This week out of Jacksonville, the pogy pods are stacked along the beach and everything that swims is following them. Inside, the strong tides around the moon are flooding the spartina grass, which means the tailing redfish game is on.
What’s Hitting
Kingfish are the headline offshore, slashing through the bait pods anywhere from just past the breakers to the party grounds. Tarpon are shadowing the same bait, flood-tide redfish are tailing in the grass on the biggest afternoon tides, and mangrove snapper have taken up summer residence on the jetty rocks.
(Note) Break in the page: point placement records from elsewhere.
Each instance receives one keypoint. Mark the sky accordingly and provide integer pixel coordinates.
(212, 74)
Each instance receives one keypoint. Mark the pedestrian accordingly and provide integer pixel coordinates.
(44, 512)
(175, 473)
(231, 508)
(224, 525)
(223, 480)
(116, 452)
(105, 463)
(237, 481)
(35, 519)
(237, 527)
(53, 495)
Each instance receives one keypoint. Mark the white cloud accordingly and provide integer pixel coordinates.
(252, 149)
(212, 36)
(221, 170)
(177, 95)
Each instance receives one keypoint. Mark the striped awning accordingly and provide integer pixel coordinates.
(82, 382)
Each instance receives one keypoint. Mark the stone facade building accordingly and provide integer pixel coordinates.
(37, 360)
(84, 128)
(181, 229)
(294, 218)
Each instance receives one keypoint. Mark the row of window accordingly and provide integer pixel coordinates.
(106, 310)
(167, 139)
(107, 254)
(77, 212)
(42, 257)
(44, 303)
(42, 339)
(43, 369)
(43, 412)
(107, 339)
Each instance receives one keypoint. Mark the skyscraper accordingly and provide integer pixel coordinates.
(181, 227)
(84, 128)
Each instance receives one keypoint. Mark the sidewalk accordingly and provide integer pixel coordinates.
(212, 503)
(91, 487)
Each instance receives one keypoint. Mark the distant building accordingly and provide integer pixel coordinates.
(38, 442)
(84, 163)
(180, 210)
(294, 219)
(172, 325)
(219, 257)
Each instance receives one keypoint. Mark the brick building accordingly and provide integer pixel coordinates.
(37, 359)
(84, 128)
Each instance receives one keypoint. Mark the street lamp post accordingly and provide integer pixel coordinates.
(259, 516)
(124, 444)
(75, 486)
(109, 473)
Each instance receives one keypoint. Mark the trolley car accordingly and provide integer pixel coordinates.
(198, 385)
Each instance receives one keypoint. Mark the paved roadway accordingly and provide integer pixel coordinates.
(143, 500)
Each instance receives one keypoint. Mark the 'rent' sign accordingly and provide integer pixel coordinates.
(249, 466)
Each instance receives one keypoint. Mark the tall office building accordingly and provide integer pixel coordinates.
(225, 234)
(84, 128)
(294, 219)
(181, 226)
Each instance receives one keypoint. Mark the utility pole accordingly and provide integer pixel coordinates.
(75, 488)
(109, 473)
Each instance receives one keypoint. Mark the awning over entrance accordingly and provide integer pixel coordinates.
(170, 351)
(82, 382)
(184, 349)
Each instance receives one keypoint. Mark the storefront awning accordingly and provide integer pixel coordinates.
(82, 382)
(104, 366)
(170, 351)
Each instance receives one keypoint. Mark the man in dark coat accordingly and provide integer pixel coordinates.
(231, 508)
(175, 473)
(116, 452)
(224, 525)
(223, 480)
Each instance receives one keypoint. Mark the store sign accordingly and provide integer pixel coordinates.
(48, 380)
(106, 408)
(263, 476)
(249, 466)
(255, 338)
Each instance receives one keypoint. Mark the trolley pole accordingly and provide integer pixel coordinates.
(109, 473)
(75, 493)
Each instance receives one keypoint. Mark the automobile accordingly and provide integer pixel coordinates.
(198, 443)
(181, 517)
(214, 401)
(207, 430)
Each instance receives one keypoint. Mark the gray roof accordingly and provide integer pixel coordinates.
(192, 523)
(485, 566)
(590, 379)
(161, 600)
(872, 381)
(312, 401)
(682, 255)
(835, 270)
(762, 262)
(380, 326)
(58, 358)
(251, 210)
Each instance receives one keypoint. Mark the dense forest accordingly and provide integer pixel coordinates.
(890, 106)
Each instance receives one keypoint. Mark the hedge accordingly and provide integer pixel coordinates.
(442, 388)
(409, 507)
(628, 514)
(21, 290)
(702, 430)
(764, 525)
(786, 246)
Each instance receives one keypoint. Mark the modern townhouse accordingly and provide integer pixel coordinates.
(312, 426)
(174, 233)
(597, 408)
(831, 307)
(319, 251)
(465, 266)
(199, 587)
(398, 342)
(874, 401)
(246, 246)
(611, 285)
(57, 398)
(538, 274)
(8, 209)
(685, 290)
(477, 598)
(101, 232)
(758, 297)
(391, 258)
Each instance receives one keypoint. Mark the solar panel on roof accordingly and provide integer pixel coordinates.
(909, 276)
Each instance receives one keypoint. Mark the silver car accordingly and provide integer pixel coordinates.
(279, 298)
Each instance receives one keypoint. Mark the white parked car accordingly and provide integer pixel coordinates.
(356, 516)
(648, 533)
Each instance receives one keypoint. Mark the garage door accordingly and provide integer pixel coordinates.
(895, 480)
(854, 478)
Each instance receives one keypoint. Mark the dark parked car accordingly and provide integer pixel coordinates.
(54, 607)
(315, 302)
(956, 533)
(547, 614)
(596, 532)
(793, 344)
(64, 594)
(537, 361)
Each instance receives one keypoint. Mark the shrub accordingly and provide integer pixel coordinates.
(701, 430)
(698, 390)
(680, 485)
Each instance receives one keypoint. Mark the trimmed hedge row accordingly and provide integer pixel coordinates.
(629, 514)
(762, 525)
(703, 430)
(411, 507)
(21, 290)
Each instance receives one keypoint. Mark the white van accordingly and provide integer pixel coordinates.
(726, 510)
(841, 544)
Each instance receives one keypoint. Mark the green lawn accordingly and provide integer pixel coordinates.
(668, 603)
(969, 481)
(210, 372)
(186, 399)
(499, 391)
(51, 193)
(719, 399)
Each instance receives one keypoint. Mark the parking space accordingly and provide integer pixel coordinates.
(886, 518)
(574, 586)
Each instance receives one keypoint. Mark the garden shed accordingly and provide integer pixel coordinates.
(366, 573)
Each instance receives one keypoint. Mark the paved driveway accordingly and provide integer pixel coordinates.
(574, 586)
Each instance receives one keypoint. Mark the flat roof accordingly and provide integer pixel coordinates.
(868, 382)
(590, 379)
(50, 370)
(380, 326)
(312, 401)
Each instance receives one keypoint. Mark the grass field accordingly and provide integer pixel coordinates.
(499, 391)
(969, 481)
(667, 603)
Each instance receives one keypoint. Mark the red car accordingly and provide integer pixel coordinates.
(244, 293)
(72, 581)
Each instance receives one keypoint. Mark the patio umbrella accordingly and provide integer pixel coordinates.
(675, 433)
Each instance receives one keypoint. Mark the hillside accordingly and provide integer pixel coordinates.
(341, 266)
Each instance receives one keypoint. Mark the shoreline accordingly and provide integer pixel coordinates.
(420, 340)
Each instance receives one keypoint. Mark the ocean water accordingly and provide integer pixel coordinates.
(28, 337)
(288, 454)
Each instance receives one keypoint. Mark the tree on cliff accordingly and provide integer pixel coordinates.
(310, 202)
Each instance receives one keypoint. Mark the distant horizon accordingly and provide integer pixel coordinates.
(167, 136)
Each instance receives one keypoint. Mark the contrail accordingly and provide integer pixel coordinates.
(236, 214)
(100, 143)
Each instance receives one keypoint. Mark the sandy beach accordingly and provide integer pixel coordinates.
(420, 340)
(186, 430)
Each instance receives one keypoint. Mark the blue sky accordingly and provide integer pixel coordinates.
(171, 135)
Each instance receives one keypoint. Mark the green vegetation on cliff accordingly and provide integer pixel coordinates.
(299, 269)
Croaker and yellowmouth trout are steady in the river channel for the bottom-fishing crowd.
Where to Find Them
Follow the birds and the flipping bait from the beach out to 40 feet — the kings are underneath. The flood-tide reds want the spartina flats up the intracoastal and around the Sisters Creek marshes on tides pushing above normal high. Snapper are on the south jetty rocks on the slower tide phases.
Tides & Conditions
This week’s spring tides are the whole story inshore — afternoon floods put fish in the grass where they haven’t been able to feed in weeks. The beach has been fishable most mornings before the sea breeze stacks it up.
Tackle & Tactics
Slow-troll live pogies on stinger rigs for the kings — two flat lines and one down is the standard spread. Flood-tide reds want a weedless gold spoon or a crab-pattern fly placed a few feet ahead of a tailing fish. For jetty snapper, a live shrimp on a jighead bounced tight to the rocks gets it done.
Local Intel This Week
The Mayport ramp on Boat Ramp Road, Jim King Park at Sisters Creek, and the Beach Boulevard ramp on the intracoastal are all good jumping-off points this week. The bulk of the fish are on the beach bait pods and in the flooded grass on the big afternoon tides. Redfish and trout regulations are specific on slot and season here — check current FWC regulations and seasons before keeping fish.
This Week’s Tip
On a flood tide, the redfish push into the grass with the rising water and drop back out the same drains they came in. Instead of chasing tails across the flat, set up on the main drain during the last hour of the flood and let the fish funnel back to you.